Paris não é a cidade ideal para viajar com crianças pequenas. Empurrar carrinhos de bebê nas calçadas estreitas da cidade é complicado, as pessoas olham torto nos restaurantes, é uma dificuldade enorme trocar uma fralda, por falta de um lugar adequado, as estações do metrô têm corredores estreitos e poucas escadas rolantes (elevadores, nem pensar!), os vagões das composições são pequenos e apertados, ninguém parece se importar muito com as dificuldades que nós temos quando carregamos aquela tralha toda. Mesmo assim, há lugares em que dá pra levar os pequenos sem medo de ser feliz.
Um deles é o Jardim de Luxemburgo, onde fica o edifício do senado francês. É um espaço enorme, de 224 mil metros quadrados, localizado no Sexto Arrondissement e muito bonito, arborizado, com alamedas amplas, perfeitas para a garotada (e os adultos também) correr. Guardadas as devidas proporções, tendo em vista sua concepção de espaço urbano de lazer, lembra o Jardim Botânico do Rio de Janeiro. Por isso muita gente leva seus filhos lá para brincar, tanto locais quanto turistas, para a alegria do João Guilherme, que se acabou de correr e brincar.
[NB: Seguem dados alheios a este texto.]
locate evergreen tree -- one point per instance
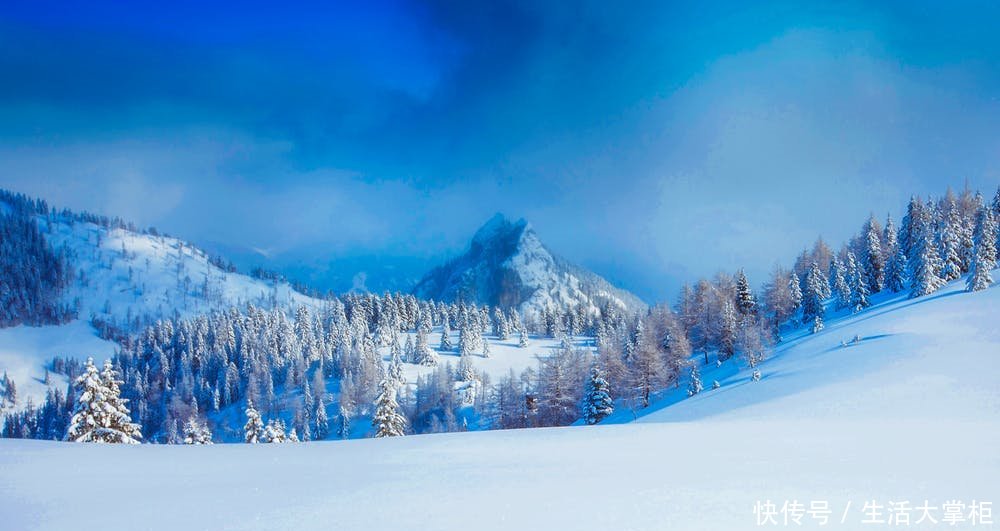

Logo na entrada do parque, pela Avenida Gay-Lussac, há vendedores de guloseimas como amêndoas torradas, marzipan, castanhas e biscoitos salgados, amanteigados, vários. No dia em que estivemos lá, havia ainda uma bandinha (que estava mais para “bando”) tocando várias músicas pop (como o tema de abertura de “Pulp Fiction”) em ritmo de marchinha, e algumas pessoas tentavam organizar um “flash mob”, mas a ideia não foi muito adiante. Depois de deixar JG dançar um pouco ali, seguimos andando por uma via bem ampla, forrada de folhas das árvores, que o outono jogou no chão. Além das crianças, muitos cachorros brincavam por ali (Paris rivaliza pau a pau com Copacabana na quantidade de cachorros, impressionante), e João Guilherme gritava o tempo todo “o cachorrinho! O cachorrinho!”, sempre tentando correr atrás de um.
Mais ou menos no meio do parque existe um lago artificial enorme com um chafariz, cercado por cadeiras, espreguiçadeiras e banquinhos perfeitos para quem quer ficar de bobeira e passar o tempo apreciando a paisagem e acompanhando o movimento. É lá que as crianças mais gostam de correr, porque além do chafariz há patinhos nadando e de vez em quando alguém leva um brinquedo para a água, como o barco de controle remoto que navegava calmamente, para delírio da garotada.
João Guilherme se divertiu e nem ligou para o frio que fazia naquela tarde de novembro. Isso, claro, até colocar a mão na água quando tentava tocar em um patinho (“frio, pai!”). Fiquei até tranquilo, porque ele rapidinho desistiu de chegar perto da água, mas seguiu brincando todo feliz.
Pena que chegamos relativamente tarde e acabamos aproveitando pouco, porque logo chegou a hora de o Jardim fechar. Havia muitos lugares ainda para se visitar lá dentro, mas deu para ver como o parque é um lugar bonito e calmo, um refúgio perfeito para descanso e lazer dentro da agitação da capital francesa.